The first technique is to create a series of clusters. Try several techniques and pick the one you think best represents your data. Make sure there is a narrative and reasoning around why you have chosen the given clusters. Are authors consistently grouped into the same cluster?

Next, perform some unsupervised feature generation and selection using the techniques covered in this unit and elsewhere in the course. Using those features then build models to attempt to classify your texts by author. Try different permutations of unsupervised and supervised techniques to see which combinations have the best performance.

Lastly return to your holdout group. Does your clustering on those members perform as you'd expect? Have your clusters remained stable or changed dramatically? What about your model? Is it's performance consistent?

If there is a divergence in the relative stability of your model and your clusters, delve into why.

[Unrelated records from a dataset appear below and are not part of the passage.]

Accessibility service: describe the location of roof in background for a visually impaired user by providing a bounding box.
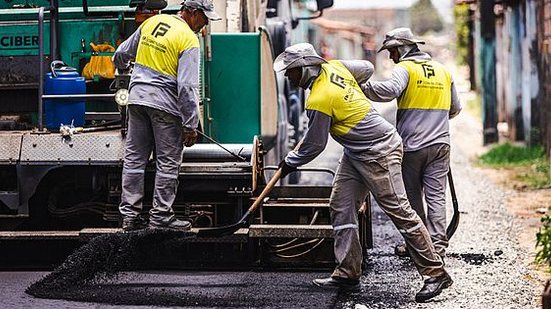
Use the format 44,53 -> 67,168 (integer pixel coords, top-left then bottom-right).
331,0 -> 452,23
332,0 -> 416,9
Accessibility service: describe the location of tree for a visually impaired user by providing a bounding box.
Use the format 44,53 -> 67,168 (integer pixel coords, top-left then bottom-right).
410,0 -> 444,35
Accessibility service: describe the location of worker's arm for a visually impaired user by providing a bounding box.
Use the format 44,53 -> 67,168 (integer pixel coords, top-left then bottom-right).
341,60 -> 375,85
285,110 -> 331,167
178,47 -> 199,131
361,66 -> 409,102
449,80 -> 463,119
113,28 -> 141,70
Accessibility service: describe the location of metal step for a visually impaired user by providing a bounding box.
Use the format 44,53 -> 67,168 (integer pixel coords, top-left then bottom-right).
249,224 -> 333,238
0,224 -> 333,243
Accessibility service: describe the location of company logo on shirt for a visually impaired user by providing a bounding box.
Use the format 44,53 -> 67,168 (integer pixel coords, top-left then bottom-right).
421,63 -> 435,78
151,23 -> 170,38
329,73 -> 346,89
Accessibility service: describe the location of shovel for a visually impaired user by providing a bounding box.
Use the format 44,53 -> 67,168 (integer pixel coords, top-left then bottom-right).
197,168 -> 281,237
446,168 -> 459,239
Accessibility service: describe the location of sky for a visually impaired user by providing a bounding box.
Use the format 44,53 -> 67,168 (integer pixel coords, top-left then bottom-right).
333,0 -> 453,22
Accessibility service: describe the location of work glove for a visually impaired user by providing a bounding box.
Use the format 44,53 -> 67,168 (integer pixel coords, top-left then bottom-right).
183,129 -> 197,147
279,159 -> 297,178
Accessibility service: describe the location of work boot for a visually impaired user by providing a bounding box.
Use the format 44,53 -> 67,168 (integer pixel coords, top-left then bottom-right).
312,277 -> 360,291
149,216 -> 191,232
122,216 -> 147,232
415,271 -> 453,303
394,244 -> 409,257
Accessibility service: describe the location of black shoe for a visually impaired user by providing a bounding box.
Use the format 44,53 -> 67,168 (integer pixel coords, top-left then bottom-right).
122,217 -> 147,232
149,217 -> 191,232
312,277 -> 360,291
415,272 -> 453,303
394,244 -> 409,257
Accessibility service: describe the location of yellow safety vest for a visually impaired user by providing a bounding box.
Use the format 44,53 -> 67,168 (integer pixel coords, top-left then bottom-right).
136,14 -> 199,77
306,60 -> 371,136
398,60 -> 451,110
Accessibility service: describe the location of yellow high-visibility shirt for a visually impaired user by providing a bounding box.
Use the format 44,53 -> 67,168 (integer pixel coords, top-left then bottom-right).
136,14 -> 199,77
306,60 -> 371,136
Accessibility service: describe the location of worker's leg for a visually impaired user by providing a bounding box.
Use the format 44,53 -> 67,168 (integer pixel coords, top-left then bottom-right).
119,105 -> 153,221
329,156 -> 368,280
351,147 -> 445,277
149,110 -> 183,226
402,150 -> 427,223
423,144 -> 450,256
394,149 -> 427,256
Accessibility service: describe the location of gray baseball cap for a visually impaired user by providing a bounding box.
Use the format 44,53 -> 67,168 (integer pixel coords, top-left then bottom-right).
180,0 -> 222,21
377,28 -> 425,53
274,43 -> 327,72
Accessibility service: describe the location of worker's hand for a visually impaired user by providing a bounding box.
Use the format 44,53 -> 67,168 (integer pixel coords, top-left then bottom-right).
279,159 -> 297,178
183,129 -> 197,147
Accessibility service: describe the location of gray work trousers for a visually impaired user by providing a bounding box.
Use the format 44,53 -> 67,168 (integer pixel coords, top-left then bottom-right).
330,146 -> 444,279
402,144 -> 450,257
119,105 -> 183,224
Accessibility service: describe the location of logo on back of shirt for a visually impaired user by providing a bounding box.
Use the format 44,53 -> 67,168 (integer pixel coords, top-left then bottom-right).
421,63 -> 435,78
151,23 -> 170,37
329,73 -> 346,89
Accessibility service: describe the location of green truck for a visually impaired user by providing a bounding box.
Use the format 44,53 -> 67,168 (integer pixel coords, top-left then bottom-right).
0,0 -> 371,265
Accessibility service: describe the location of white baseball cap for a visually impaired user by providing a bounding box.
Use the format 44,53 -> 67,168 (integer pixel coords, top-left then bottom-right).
274,43 -> 327,72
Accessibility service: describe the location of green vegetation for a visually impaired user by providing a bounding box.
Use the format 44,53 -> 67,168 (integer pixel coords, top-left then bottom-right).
479,143 -> 551,189
410,0 -> 444,35
479,143 -> 551,270
536,215 -> 551,265
453,3 -> 469,64
465,95 -> 482,119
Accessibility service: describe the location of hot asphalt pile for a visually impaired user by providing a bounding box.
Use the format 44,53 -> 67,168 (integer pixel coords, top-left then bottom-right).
25,229 -> 218,304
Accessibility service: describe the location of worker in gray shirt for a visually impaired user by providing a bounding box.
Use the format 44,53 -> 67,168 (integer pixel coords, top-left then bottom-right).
274,43 -> 453,302
362,28 -> 461,257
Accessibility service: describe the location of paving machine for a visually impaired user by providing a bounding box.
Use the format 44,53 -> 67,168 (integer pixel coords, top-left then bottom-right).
0,0 -> 371,267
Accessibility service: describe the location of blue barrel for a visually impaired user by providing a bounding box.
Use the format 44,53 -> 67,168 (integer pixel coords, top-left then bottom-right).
44,62 -> 86,130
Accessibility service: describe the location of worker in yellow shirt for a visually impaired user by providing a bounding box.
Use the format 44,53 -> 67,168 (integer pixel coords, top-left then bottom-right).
113,0 -> 221,231
274,43 -> 452,302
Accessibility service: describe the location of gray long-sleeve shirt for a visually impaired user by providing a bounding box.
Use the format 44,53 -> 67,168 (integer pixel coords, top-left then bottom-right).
113,15 -> 200,130
362,52 -> 461,151
285,60 -> 401,167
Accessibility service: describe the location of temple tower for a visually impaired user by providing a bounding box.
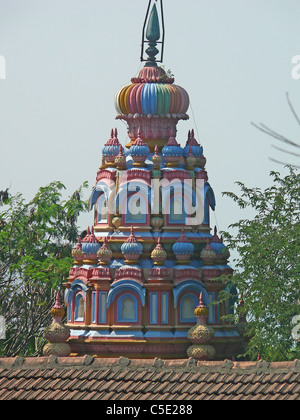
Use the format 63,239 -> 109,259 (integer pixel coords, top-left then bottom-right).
65,0 -> 242,359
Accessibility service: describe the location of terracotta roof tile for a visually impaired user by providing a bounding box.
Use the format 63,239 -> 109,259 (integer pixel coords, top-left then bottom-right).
0,356 -> 300,401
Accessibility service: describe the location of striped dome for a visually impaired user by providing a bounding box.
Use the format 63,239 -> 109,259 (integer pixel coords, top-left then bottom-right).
115,83 -> 189,117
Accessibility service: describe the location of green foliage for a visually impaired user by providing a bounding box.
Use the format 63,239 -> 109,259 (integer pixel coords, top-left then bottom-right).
222,168 -> 300,360
0,182 -> 87,356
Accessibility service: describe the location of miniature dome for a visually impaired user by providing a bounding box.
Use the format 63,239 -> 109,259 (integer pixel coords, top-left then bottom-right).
129,132 -> 150,157
172,228 -> 194,257
151,237 -> 167,265
82,226 -> 100,257
183,130 -> 203,158
162,133 -> 183,166
72,237 -> 83,262
115,145 -> 126,169
102,129 -> 120,162
162,134 -> 183,157
152,145 -> 162,169
121,226 -> 143,260
97,237 -> 113,265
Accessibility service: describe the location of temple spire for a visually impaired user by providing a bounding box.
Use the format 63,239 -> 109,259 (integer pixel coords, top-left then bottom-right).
141,0 -> 165,67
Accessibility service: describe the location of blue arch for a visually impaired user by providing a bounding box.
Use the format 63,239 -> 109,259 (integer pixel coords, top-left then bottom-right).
107,280 -> 146,308
173,280 -> 209,308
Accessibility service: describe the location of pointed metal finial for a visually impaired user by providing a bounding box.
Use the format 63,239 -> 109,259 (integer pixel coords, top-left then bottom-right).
141,0 -> 165,67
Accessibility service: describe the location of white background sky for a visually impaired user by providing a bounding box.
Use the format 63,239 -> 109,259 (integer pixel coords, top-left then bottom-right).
0,0 -> 300,249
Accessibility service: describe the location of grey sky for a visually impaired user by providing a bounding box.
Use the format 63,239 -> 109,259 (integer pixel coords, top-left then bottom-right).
0,0 -> 300,246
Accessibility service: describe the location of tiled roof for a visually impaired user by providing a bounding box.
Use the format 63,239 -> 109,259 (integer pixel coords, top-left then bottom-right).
0,356 -> 300,401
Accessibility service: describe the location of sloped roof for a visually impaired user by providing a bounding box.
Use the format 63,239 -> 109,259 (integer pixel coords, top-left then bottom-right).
0,356 -> 300,401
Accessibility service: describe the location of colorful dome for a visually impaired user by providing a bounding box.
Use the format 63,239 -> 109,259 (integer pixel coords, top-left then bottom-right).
97,237 -> 113,265
151,237 -> 167,265
162,134 -> 183,157
115,79 -> 189,118
82,226 -> 100,256
129,133 -> 150,157
172,228 -> 194,256
210,226 -> 226,254
121,226 -> 143,260
72,236 -> 83,262
183,130 -> 203,157
102,129 -> 120,158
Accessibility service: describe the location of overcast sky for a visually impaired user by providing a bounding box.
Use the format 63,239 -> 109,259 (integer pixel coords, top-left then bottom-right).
0,0 -> 300,246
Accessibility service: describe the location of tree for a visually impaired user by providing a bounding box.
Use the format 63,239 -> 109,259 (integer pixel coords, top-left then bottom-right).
223,168 -> 300,360
0,182 -> 87,356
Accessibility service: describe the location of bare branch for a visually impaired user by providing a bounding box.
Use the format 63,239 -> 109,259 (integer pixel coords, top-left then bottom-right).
286,92 -> 300,125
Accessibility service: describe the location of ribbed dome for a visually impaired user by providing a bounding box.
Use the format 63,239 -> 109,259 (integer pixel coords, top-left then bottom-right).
162,135 -> 183,157
121,227 -> 143,258
183,130 -> 203,157
129,135 -> 150,157
102,129 -> 120,157
172,228 -> 194,255
82,226 -> 100,255
115,83 -> 189,118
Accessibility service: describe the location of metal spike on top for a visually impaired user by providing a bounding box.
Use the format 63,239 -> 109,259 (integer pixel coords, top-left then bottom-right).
141,0 -> 165,67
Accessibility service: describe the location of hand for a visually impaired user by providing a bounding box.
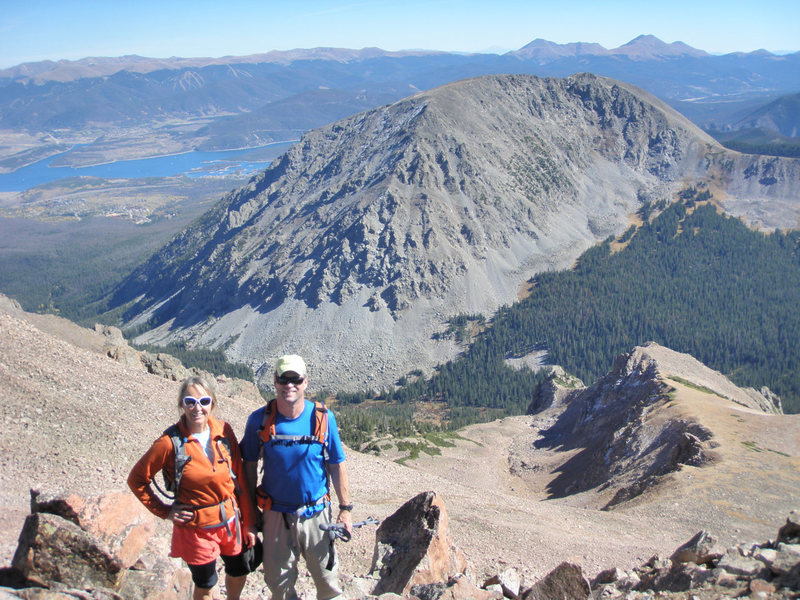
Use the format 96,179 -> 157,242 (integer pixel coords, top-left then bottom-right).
168,503 -> 194,525
336,510 -> 353,534
244,525 -> 258,548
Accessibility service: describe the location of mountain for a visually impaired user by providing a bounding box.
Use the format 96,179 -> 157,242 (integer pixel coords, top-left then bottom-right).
0,36 -> 800,175
731,93 -> 800,138
508,35 -> 709,64
106,75 -> 800,389
0,297 -> 800,597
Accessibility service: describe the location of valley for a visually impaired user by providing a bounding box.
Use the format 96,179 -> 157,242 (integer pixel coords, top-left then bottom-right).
0,298 -> 800,597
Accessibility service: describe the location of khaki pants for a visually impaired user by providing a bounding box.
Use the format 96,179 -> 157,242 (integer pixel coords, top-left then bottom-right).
264,507 -> 342,600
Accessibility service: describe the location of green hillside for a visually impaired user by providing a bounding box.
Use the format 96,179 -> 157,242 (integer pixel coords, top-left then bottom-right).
338,190 -> 800,440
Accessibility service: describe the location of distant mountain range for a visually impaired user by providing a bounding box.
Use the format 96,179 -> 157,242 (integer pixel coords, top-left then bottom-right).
0,36 -> 800,169
112,74 -> 800,389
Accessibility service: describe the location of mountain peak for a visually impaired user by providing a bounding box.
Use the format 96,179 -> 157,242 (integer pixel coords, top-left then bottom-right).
117,74 -> 724,389
609,35 -> 708,60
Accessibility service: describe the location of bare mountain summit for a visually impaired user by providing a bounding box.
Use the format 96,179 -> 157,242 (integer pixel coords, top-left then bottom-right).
115,74 -> 800,388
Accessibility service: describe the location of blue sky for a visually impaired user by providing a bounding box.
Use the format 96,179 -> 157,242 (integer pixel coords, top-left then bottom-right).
0,0 -> 800,68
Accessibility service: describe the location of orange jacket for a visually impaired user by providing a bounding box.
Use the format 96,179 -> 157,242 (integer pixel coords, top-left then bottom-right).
128,415 -> 256,530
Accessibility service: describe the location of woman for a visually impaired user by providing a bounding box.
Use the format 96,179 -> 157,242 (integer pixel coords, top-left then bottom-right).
128,377 -> 256,600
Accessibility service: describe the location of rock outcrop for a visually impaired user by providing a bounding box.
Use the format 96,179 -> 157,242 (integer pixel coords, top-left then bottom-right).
529,343 -> 781,508
370,492 -> 467,595
0,490 -> 191,600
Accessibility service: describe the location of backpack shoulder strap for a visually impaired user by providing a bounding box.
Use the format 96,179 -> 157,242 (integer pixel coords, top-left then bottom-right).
314,400 -> 328,444
152,424 -> 192,500
258,398 -> 278,443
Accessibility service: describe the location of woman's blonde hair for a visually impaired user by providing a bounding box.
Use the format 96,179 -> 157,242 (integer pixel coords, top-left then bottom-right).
178,375 -> 217,413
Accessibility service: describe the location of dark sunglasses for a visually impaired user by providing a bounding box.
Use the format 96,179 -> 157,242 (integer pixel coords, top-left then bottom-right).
183,396 -> 211,408
275,375 -> 306,385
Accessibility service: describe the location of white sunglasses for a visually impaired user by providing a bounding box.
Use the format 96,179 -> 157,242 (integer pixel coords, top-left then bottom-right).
183,396 -> 211,408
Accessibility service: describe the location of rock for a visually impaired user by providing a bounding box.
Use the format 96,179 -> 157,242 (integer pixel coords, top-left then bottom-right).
439,575 -> 503,600
483,568 -> 521,598
753,548 -> 778,565
521,562 -> 592,600
12,512 -> 123,589
650,563 -> 712,592
670,531 -> 722,565
119,554 -> 192,600
370,492 -> 467,595
717,550 -> 768,578
770,544 -> 800,576
31,490 -> 155,569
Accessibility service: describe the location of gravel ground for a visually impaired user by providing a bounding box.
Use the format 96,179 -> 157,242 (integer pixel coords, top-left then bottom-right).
0,299 -> 800,597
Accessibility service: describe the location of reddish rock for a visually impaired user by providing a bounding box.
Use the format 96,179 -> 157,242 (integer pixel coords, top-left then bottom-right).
119,554 -> 192,600
31,490 -> 155,569
370,492 -> 467,595
12,513 -> 124,589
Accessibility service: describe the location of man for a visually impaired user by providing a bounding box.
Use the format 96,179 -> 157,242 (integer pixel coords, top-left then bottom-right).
241,354 -> 353,600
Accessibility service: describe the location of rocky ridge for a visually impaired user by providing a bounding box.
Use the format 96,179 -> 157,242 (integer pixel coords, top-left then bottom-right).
109,74 -> 800,389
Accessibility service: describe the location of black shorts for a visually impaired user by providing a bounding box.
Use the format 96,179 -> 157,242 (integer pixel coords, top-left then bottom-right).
189,552 -> 250,590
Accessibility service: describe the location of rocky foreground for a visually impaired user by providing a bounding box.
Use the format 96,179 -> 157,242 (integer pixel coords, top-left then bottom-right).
0,492 -> 800,600
0,298 -> 800,598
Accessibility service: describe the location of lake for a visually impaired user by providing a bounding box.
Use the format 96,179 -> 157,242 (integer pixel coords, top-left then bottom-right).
0,142 -> 293,192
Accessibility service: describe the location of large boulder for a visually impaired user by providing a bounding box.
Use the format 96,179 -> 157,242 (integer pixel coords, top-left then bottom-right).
370,492 -> 467,595
520,562 -> 592,600
7,491 -> 192,600
12,513 -> 123,589
31,490 -> 155,569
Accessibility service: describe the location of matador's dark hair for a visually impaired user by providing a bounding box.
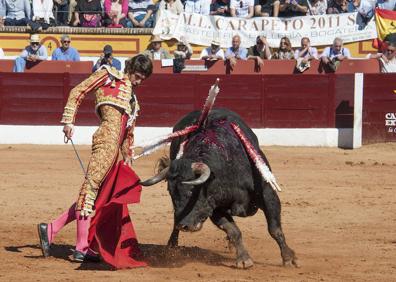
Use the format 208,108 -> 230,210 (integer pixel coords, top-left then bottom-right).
124,54 -> 153,78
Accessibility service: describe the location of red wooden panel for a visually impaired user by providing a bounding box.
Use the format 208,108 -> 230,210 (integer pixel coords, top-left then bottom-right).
363,74 -> 396,144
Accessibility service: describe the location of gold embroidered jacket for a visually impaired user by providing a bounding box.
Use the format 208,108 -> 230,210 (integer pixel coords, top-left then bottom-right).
61,66 -> 139,124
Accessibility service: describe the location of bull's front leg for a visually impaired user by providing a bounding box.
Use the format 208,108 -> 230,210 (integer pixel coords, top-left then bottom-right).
210,210 -> 253,269
168,217 -> 180,248
263,184 -> 298,267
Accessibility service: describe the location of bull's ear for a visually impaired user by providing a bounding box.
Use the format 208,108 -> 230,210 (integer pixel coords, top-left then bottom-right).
140,167 -> 169,186
182,162 -> 210,185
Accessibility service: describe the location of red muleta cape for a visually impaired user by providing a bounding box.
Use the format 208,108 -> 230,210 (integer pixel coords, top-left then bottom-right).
88,161 -> 147,269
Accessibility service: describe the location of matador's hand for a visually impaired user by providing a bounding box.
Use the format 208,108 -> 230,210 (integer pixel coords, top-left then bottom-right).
77,191 -> 97,217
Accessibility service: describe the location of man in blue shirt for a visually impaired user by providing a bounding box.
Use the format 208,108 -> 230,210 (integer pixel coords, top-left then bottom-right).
52,34 -> 80,62
13,34 -> 48,72
92,45 -> 121,72
225,35 -> 247,68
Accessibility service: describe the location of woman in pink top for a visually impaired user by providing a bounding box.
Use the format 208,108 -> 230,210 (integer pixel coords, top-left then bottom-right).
103,0 -> 128,27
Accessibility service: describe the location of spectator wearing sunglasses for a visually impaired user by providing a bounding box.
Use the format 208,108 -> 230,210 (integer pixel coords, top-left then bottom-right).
52,34 -> 80,62
272,36 -> 294,60
248,36 -> 271,68
254,0 -> 280,17
225,35 -> 247,68
279,0 -> 308,18
369,33 -> 396,73
210,0 -> 230,16
13,34 -> 48,72
230,0 -> 254,19
199,40 -> 224,61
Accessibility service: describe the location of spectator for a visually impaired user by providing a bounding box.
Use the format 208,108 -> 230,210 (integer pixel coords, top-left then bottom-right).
199,40 -> 224,61
225,35 -> 247,68
369,33 -> 396,73
4,0 -> 32,26
73,0 -> 102,27
350,0 -> 375,30
52,34 -> 80,62
307,0 -> 327,16
376,0 -> 396,11
210,0 -> 230,16
143,35 -> 172,60
184,0 -> 212,15
230,0 -> 254,19
254,0 -> 280,17
247,36 -> 271,68
294,37 -> 318,72
92,45 -> 121,72
13,34 -> 48,72
173,37 -> 193,60
327,0 -> 348,14
156,0 -> 184,19
128,0 -> 155,28
272,36 -> 294,60
31,0 -> 56,32
320,37 -> 351,72
103,0 -> 128,27
54,0 -> 69,26
279,0 -> 308,18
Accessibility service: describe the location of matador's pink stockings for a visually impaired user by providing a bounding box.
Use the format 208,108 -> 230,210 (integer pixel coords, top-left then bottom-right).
48,203 -> 91,253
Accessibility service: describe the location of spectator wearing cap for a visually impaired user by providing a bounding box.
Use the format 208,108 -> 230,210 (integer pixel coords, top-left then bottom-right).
210,0 -> 230,16
173,36 -> 193,60
128,0 -> 156,28
320,37 -> 351,72
13,34 -> 48,72
103,0 -> 129,28
73,0 -> 102,27
230,0 -> 254,19
143,35 -> 172,60
31,0 -> 56,31
184,0 -> 212,16
254,0 -> 280,17
156,0 -> 184,21
279,0 -> 308,18
368,33 -> 396,73
199,40 -> 224,61
52,34 -> 80,62
92,45 -> 121,72
3,0 -> 32,26
225,35 -> 247,68
248,36 -> 271,68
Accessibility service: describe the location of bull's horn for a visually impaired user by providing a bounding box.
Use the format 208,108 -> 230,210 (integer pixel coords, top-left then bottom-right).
182,162 -> 210,185
140,167 -> 169,186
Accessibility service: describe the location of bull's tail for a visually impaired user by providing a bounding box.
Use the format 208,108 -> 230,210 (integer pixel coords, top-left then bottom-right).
231,122 -> 282,192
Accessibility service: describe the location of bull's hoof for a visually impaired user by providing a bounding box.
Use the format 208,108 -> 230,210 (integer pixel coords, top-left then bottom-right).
282,249 -> 300,268
236,257 -> 254,269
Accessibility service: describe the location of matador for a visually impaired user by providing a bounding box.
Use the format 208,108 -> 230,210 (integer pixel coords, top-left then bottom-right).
38,55 -> 153,262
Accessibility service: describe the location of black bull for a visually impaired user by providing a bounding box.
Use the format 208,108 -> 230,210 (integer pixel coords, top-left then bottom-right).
142,109 -> 297,268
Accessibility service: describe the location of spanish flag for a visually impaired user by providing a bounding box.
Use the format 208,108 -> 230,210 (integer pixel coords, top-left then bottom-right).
375,9 -> 396,45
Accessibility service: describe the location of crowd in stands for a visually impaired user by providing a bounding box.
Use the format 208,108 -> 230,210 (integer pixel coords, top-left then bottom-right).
0,33 -> 396,72
0,0 -> 396,31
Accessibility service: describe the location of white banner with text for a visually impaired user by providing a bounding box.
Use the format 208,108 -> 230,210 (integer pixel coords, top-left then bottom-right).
153,10 -> 377,47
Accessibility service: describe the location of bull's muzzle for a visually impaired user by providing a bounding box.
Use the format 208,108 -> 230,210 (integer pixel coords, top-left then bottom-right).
176,222 -> 203,232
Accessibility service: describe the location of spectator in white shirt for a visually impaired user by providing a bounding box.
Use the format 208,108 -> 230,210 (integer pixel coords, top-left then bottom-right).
320,37 -> 351,72
230,0 -> 254,19
184,0 -> 212,16
199,40 -> 224,61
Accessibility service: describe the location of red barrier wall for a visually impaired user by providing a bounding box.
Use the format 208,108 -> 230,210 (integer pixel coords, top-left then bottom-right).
0,73 -> 350,128
0,60 -> 93,74
363,74 -> 396,144
154,59 -> 380,75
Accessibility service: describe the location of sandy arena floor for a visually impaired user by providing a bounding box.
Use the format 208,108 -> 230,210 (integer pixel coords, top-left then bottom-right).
0,144 -> 396,281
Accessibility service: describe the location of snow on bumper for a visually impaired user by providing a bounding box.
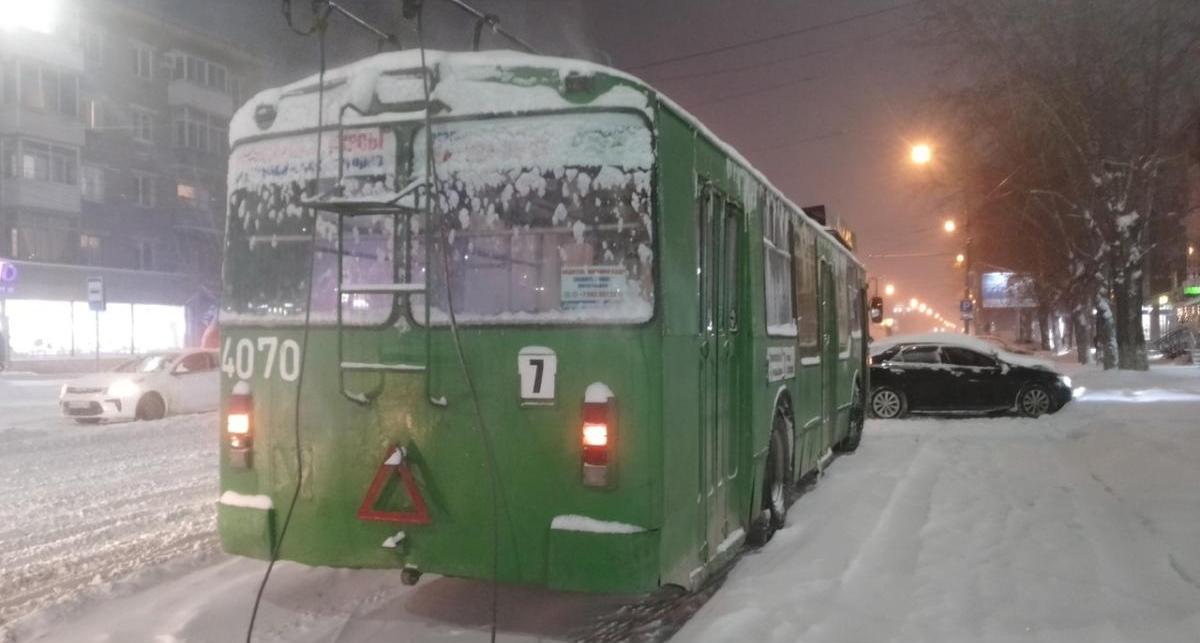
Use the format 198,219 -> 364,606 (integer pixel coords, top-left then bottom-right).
217,491 -> 275,560
59,391 -> 138,420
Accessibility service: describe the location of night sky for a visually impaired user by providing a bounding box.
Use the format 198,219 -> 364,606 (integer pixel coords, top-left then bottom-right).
157,0 -> 962,331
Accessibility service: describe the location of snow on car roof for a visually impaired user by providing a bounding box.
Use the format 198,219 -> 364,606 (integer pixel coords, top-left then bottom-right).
871,332 -> 1055,371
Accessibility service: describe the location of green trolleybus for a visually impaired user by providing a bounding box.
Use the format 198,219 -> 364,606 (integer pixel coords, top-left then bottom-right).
218,52 -> 868,593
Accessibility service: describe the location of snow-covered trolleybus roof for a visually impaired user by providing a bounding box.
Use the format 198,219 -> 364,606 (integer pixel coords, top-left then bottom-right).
229,49 -> 862,265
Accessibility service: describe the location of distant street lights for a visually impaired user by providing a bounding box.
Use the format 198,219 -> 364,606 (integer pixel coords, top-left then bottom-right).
910,143 -> 934,166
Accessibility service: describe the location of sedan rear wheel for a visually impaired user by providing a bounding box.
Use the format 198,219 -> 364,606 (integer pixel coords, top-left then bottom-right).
871,389 -> 907,420
136,393 -> 167,420
1016,385 -> 1051,417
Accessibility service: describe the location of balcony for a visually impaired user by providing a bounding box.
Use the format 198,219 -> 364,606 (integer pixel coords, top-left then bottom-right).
167,80 -> 233,119
0,104 -> 84,146
0,179 -> 82,215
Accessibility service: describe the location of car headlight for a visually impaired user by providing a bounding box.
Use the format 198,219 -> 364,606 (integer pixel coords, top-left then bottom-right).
108,379 -> 142,397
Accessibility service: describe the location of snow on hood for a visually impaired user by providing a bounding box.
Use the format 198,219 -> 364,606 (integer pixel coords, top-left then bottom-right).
67,371 -> 145,389
871,332 -> 1055,371
229,49 -> 650,145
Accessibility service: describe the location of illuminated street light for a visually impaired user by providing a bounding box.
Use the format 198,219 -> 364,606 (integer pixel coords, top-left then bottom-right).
0,0 -> 59,34
910,143 -> 934,166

Your end result should be a write up of how clustering and modeling compare for classifying your texts. What are the advantages of each? Why would you want to use one over the other? Approximately 3-5 pages is a good length for your write up, and remember to include visuals to help tell your story!

In [1]:
# Necessary imports
import numpy as np
import pandas as pd
import matplotlib.pyplot as plt
%matplotlib inline
import requests
import re
import spacy
from collections import Counter
import sklearn
from sklearn.model_selection import train_test_split

## Text Selection and Cleaning
For my selected texts, I decided to use the New York Times article API to get a selection of texts, all from December, every 10 years from 1960 to 2010. 

In [2]:
nyt_api = '5cb4f9a5273b4fbf97ef0d7d01eb6273'
# Get Requests to pull JSON data
request_2010 = requests.get('http://api.nytimes.com/svc/archive/v1/2010/12.json?api-key=5cb4f9a5273b4fbf97ef0d7d01eb6273')
request_2000 = requests.get('http://api.nytimes.com/svc/archive/v1/2000/12.json?api-key=5cb4f9a5273b4fbf97ef0d7d01eb6273')
request_1990 = requests.get('http://api.nytimes.com/svc/archive/v1/1990/12.json?api-key=5cb4f9a5273b4fbf97ef0d7d01eb6273')
request_1980 = requests.get('http://api.nytimes.com/svc/archive/v1/1980/12.json?api-key=5cb4f9a5273b4fbf97ef0d7d01eb6273')
request_1970 = requests.get('http://api.nytimes.com/svc/archive/v1/1970/12.json?api-key=5cb4f9a5273b4fbf97ef0d7d01eb6273')
request_1960 = requests.get('http://api.nytimes.com/svc/archive/v1/1960/12.json?api-key=5cb4f9a5273b4fbf97ef0d7d01eb6273')
# Gathering responses from JSON data
response_2010 = request_2010.json()
response_2000 = request_2000.json()
response_1990 = request_1990.json()
response_1980 = request_1980.json()
response_1970 = request_1970.json()
response_1960 = request_1960.json()

In [3]:
# Selecting document information from JSON
docs_2010 = response_2010['response']['docs']
docs_2000 = response_2000['response']['docs']
docs_1990 = response_1990['response']['docs']
docs_1980 = response_1980['response']['docs']
docs_1970 = response_1970['response']['docs']
docs_1960 = response_1960['response']['docs']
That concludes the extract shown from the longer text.